Without a whole lot of fanfare, the Nissan Altima soldiers on successfully year after year, maintaining a strong position in the mid-size automotive market with annual sales in the hundreds of thousands.
It might surprise you, as it did me, that the Altima ranked seventh in U.S sales through October. This is according to Motor Trend magazine, which put the Altima, with 187,875 sedans in customers’ possession, ahead of the Ford Fusion, Chevrolet Malibu and Hyundai Sonata.
Tack on 18,372 sales for November and another 23,016 sales in December, and the total climbed to nearly 230,000. It’s the best-selling vehicle in the Nissan line-up.
So, where are these cars? Actually, they appear to be hiding in plain sight.
During my week with a 2011 Altima 2.5 S Special Edition and for several weeks afterward, I scoured highways, byways and clogged city streets to see if Altimas would pop up like Toyota Camrys and Honda Accords.
They didn’t, but they are definitely out there. From my anecdotal research in several Middle Atlantic states, it appears that color may be the reason. Although Nissan offers a wider palette, I spotted only one white Altima, several silver ones and a whole lot that seemed as gray as the winter weather.
Not surprisingly, almost all of the cars were the four-cylinder 2.5 S models. An even less costly Altima 2.5, starting at about $20,00, is available with the same powertrain but fewer features. It was seldom seen, as was the more upscale V-6 powered sedans.
What set me off on this tangent was the test car, metallic slate on the outside and charcoal on the inside. At first glance, it looked as if it had just come out of a rental fleet. The accompanying pctures do not exactly do justice to the charcoal interior but, trust me,it was drab.
But first impressions are not always correct, nor do they necessarily endure.
As soon as I spent some time inside the car, I started to understand the undeniable popularity, if not the choice of colors.
The Altima 2.5 S is value-orented, pleasant (but not exciting) to drive, economical to operate and kind of sporty to look at. It also has plenty of room for four adults, and enough for five if required, and a generous 15 cubic feet of cargo space.. Not a bad combination for a mid-size family car with a base price of $22,060.

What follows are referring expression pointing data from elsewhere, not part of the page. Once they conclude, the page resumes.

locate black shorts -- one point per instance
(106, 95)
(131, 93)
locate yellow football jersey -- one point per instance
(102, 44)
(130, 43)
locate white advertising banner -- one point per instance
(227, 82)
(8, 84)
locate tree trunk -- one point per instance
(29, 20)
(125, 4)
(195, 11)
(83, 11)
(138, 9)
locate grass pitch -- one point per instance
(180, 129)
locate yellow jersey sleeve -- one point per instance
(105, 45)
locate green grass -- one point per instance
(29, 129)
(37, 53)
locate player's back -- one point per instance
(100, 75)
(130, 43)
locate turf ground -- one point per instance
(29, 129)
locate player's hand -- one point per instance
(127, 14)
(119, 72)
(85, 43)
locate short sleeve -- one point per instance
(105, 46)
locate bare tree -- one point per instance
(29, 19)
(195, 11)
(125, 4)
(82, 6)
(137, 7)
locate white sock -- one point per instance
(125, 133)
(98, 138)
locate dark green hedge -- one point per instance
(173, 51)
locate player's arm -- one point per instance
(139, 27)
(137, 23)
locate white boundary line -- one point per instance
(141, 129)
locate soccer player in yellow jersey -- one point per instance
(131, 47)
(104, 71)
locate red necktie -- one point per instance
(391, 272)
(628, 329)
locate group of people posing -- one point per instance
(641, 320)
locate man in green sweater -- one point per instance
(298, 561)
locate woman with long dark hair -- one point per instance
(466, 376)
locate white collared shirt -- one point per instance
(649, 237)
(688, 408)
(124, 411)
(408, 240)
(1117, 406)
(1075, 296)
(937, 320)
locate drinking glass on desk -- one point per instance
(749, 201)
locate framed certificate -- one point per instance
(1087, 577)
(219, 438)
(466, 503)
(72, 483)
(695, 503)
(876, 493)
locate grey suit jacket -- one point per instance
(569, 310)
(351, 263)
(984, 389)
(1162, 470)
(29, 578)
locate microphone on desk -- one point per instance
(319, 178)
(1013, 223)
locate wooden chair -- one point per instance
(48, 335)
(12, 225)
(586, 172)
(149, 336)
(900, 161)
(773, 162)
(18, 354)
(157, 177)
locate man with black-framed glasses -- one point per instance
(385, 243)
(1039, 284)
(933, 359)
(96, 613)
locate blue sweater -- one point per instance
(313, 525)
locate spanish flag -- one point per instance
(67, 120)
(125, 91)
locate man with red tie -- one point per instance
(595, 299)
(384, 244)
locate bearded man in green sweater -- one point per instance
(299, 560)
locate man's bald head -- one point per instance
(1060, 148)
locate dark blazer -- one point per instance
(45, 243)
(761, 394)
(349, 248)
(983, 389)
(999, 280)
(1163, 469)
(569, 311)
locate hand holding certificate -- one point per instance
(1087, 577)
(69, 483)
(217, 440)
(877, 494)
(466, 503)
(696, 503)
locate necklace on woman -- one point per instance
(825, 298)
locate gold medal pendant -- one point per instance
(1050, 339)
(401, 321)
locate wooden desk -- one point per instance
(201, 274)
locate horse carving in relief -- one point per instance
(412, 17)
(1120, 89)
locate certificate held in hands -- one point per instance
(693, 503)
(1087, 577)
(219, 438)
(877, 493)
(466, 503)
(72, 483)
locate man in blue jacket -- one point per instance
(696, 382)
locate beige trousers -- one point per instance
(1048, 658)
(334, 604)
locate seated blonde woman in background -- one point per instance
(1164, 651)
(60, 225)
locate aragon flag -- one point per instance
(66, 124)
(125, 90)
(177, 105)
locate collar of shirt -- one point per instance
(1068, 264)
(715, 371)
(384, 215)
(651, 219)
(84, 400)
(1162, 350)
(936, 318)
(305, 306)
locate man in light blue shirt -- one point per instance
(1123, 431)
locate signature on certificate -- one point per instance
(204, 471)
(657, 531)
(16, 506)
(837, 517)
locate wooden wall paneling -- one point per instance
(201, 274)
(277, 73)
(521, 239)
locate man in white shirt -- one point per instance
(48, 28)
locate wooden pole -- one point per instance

Significant changes to the current Altima appeared first in the 2010 model year, including a revised hood, grille, front bumper, revised interior fabrics and new 16-inch and 17-inch aluminum alloy wheels. In addition, stabiity control was made standard.
For 2011, the 2.5 S retains the 175-horsepower, four-cylinder engine mated to a continuously variable transmission (CVT). I’m not a big fan of the CVT, which employs pulleys to give the transmission an infinite number of gear ratios, but I can’t deny its usefulness.
The advantage is enhanced fuel economy. Those of us who don’t prefer it have likened its effect to that of a motorboat or airplane taking off. Hit the accelerator and the engine revs up, the car takes off and then ease off the accelerator to let the engine powers down as it reaches cruising speed.
Acceleration was adequate, if not spectacular, but fuel mileage definitely was definitely above average for a mid-size sedan. In a week of mostly suburban and highway driving, I average about 26 mpg.
Ride and handling were excellent for a 3,200-pound front-wheel-drive vehicle, thanks to its independent suspension, power rack-and-pinion steering and four wheel disc brakes.
The Altima is not quite the sport sedan Nissan publicity would want you to believe, but the car is entirely predictable in normal driving situations.
The 2.5 S Special Edition combines extra features in a $750 package that would cost $1,250 if ordered separately. They consist of 16-inch alloy wheels, fog lights, automatic on/off headlights, leather-wrapped steering wheel with audio controls and, for reasons I can’t quite fathom, a rear spoiler.
Standard safety features include seat belts, airbags, side curtains and anti-lock brakes with stability control, traction control and electronic brake-force distribution.
Standard comfort and convenience features include a six-speaker sound system, air conditioning, cruise control, trip computer and keyless locks and ignition.
If you need a competent mid-size family car that offers a reasonable price and better than average fuel mileage. the four-cylinder Altima just might be the right choice.